Book Review: The Shining by Stephen King


Author: Stephen King
TitleThe Shining
Narrator: Campbell Scott
Publication Info: Random House Audio (2012) [originally published in 1977]
Other books read by the same author:

  • The Bachman Books
  • “The Body”
  • The Dark Tower: The Gunslinger
  • Pet Sematary
  • The Eyes of the Dragon
  • Skeleton Crew
  • The Dark Tower II: The Drawing of the Three
  • Misery
  • The Dark Half
  • Four Past Midnight
  • The Dark Tower III: The Waste Lands
  • The Girl Who Loved Tom Gordon
  • Faithful
  • “Guns”

Summary/Review:

Having finally gotten around to watching the movie, The Shining, last fall, and finding it didn’t live up to the reputation, I really wanted to read the book it’s based on.  After all, Stephen King dislikes Stanley Kubric’s adaptation of his book, so perhaps I’d like the book better.  I’ll have to say that as an adaptation, the movie doesn’t stray too far from the source material.  There are obviously a lot of details that the movie leaves out, as is vital in filmmaking, and Kubric did the same thing he did with 2001, where he makes ambiguous some things that are explicit in the book.

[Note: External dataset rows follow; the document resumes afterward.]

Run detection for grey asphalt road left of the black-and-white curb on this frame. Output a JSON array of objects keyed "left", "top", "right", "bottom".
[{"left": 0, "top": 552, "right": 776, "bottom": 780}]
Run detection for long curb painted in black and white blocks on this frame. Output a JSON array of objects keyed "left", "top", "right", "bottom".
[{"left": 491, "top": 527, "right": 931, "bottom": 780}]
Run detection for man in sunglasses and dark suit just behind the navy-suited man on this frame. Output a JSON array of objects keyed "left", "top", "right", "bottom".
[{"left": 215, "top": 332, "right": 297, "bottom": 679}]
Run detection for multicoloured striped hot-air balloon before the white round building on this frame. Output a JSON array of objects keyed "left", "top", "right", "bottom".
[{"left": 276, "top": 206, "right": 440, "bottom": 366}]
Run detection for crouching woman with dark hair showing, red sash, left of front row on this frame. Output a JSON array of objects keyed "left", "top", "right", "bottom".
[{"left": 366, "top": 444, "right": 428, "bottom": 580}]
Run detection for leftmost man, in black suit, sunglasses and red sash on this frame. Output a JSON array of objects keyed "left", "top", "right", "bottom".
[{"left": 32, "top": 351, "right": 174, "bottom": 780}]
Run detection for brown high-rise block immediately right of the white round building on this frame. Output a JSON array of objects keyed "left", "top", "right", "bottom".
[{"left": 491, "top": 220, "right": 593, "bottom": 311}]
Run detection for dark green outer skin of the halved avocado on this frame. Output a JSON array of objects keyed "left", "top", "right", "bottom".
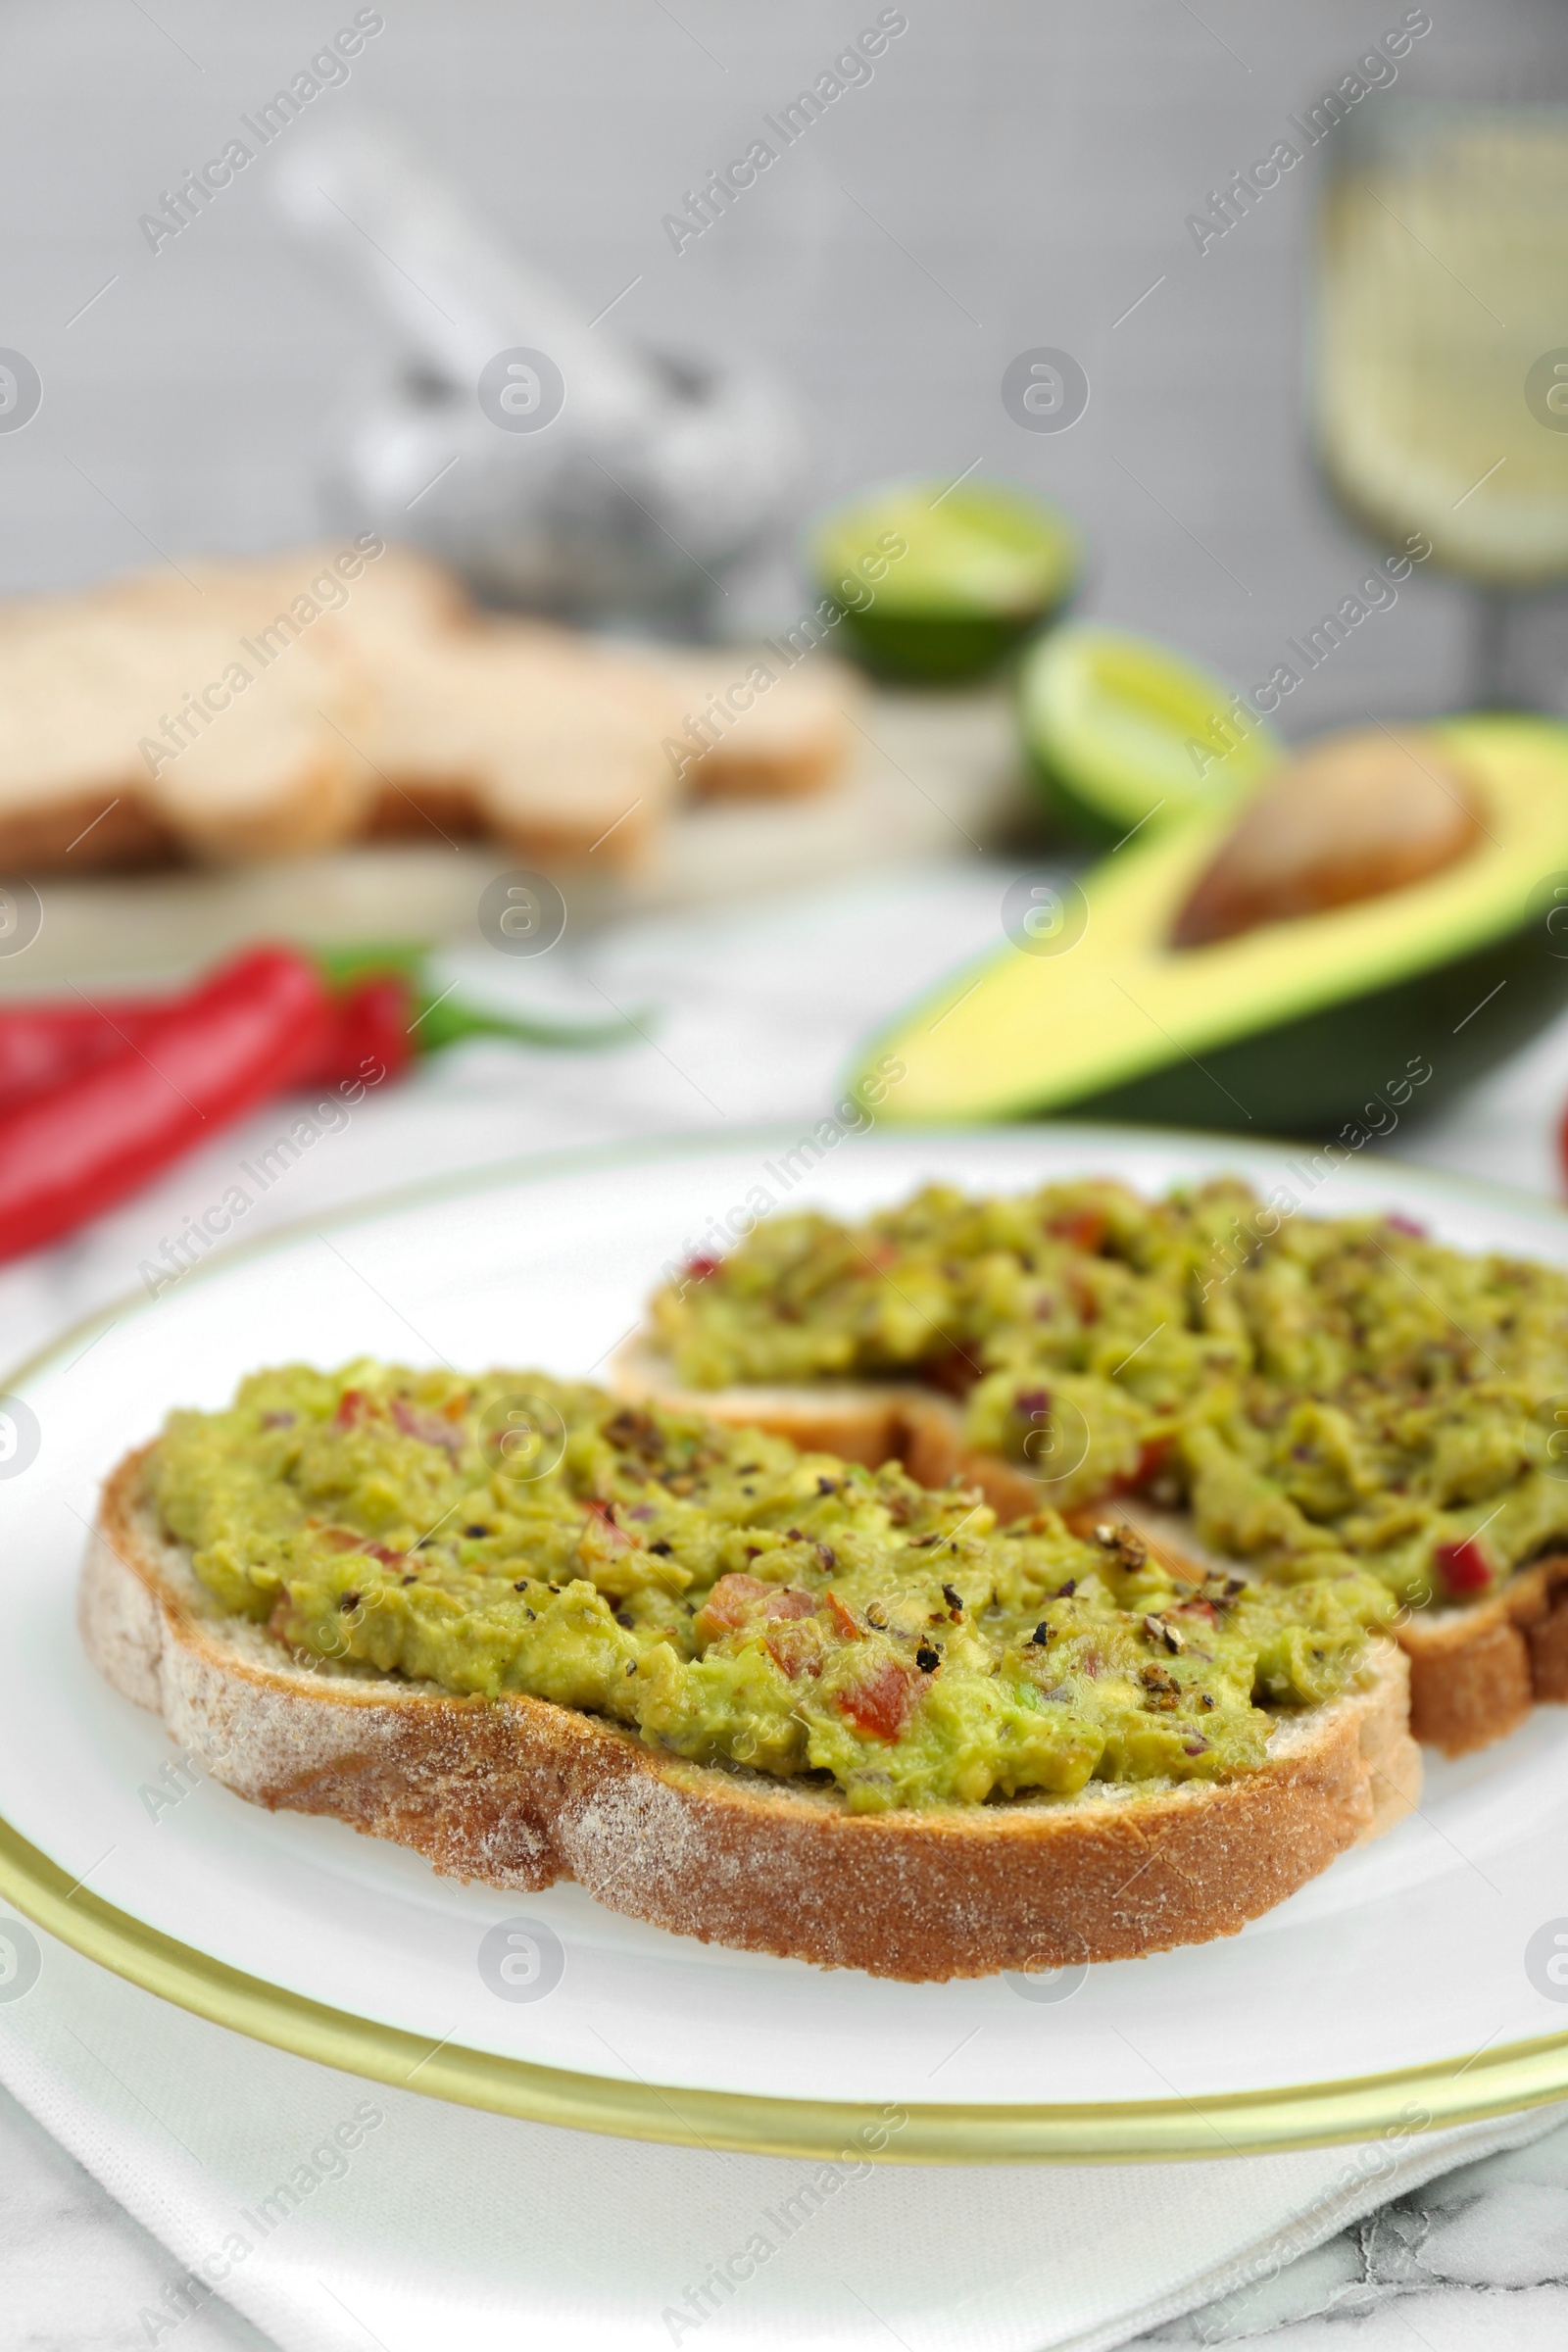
[{"left": 1042, "top": 919, "right": 1568, "bottom": 1141}]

What movies cannot do well is to express the interiority of the characters, and this is an aspect of the book I liked the best.  King is especially good at getting into the minds of Danny and Jack, but doesn’t do it as much with Halloran and Wendy.

Jack is more of a normal person at the beginning of the book – an alcoholic with anger issues, yes – but not the half-crazed character that Jack Nicholson plays.  Wendy is less of a dishrag and much more resourceful, and she even uses Danny’s shining abilities to help plan their escape.  Danny is the best part of the book as King does a great job of portraying a child dealing with things that someone much older would struggle to handle.  The book works well as straight-up horror but also symbolic of the destructive power of toxic masculinity.